A classic plaid Pendleton blanket would make a nice gift for that couple who loves having a “rustic” weekend in Hudson every fall. (This one can also be customized.)
“A vase is always a nice gift,” says Napier-Fitzpatrick, who suggested crystal as a “generic” option. If you want to give something a little punchier, we’re fans of this handmade blown-glass vase from Hay, which, we think, would go well with interiors minimalist and maximalist alike.
A pleated ceramic option, which we think looks like it costs a lot more than $31.
For the couple who wants something a little more graphic.
A minimalist glass option that would fit in with just about any home décor style.
“My husband’s nephew got married, and for the engagement party I gave them an ice bucket — not sterling silver, but a nice one, from the Pottery Barn — and a bottle of rosé,” says Napier-Fitzpatrick. This Pottery Barn bucket seems like it would appeal to lots of different tastes, and has that sleek sterling-silver look without the high price tag.
This ice bucket was named as an ideal holiday gift by Allen Katz, cofounder of New York Distilling Company, and we think it would also make a great addition to the apartment of a couple with a vintage-y aesthetic.
Meier suggests giving “an ice bucket with the family initials of the soon-to-be-married couple” as a gift, and better yet, to include a bottle of wine. She says that if you’re unsure if both people will take the same last name, it’s a good idea to have their two first names engraved on the bucket.
Plants and flowers
“I always tell people not to take fresh flowers to a party because someone has to put them in water,” Napier-Fitzpatrick says, and suggests bringing a plant, like an orchid, instead. Etiquette expert Jacqueline Whitmore seconded this recommendation, telling us that she brought an orchid to the last engagement party she attended.
This plant is known for sprouting “baby plants,” which can be potted and shared — so if you’re lucky, you might get your own plant out of this gift, too.
An easy-to-care-for plant that will live even if your friends forget to water it before they leave for their honeymoon.

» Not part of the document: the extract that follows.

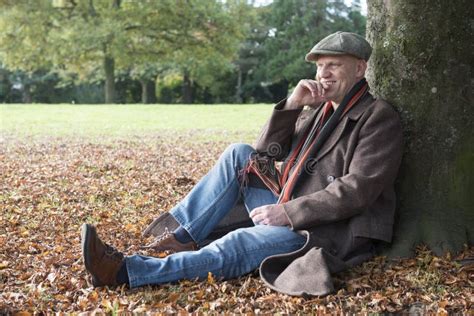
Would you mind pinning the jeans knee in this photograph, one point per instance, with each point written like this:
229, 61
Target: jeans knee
239, 152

Swann suggests a coffee-table book inspired by the couple’s shared interests as a thoughtful engagement gift. “For instance, a photo book — you could do a little bit of sleuthing around and see if there’s somewhere or something that they’ve enjoyed,” she says. This Beaches book would make a perfect gift for the couple who spent the summer taking the ferry out to the Rockaways.
For the most stylish couple you know, 50 years of Bill Cunningham’s photographs, with text by Cathy Horyn, Vanessa Friedman, Guy Trebay, and Anna Wintour.
And for the couple who frequent the New York Historical Society and spend Sundays in the park, a book about the creation of Central Park.
For the couple who met at summer camp, a retro chronicle of 1970s sleepaway camp, compiled by the same editor who made last year’s popular Shtetl in the Sun.
For the artist couple who want to brush up on color theory.
A gift for the couple who appreciate portraiture, a book of Jordan Casteel’s paintings of subway riders, street vendors, and her students at home.
“We forget about cards, but people cherish cards,” says Swann. “They cherish that you’ve taken the time to go out and purchase something and then write great wishes for them in the card.” These cards from Crane have a classic look to them and would be ideal for jotting down some well wishes.
And a multipack of “congratulations” cards that will cover you through peak engagement season and possibly through next wedding season, too.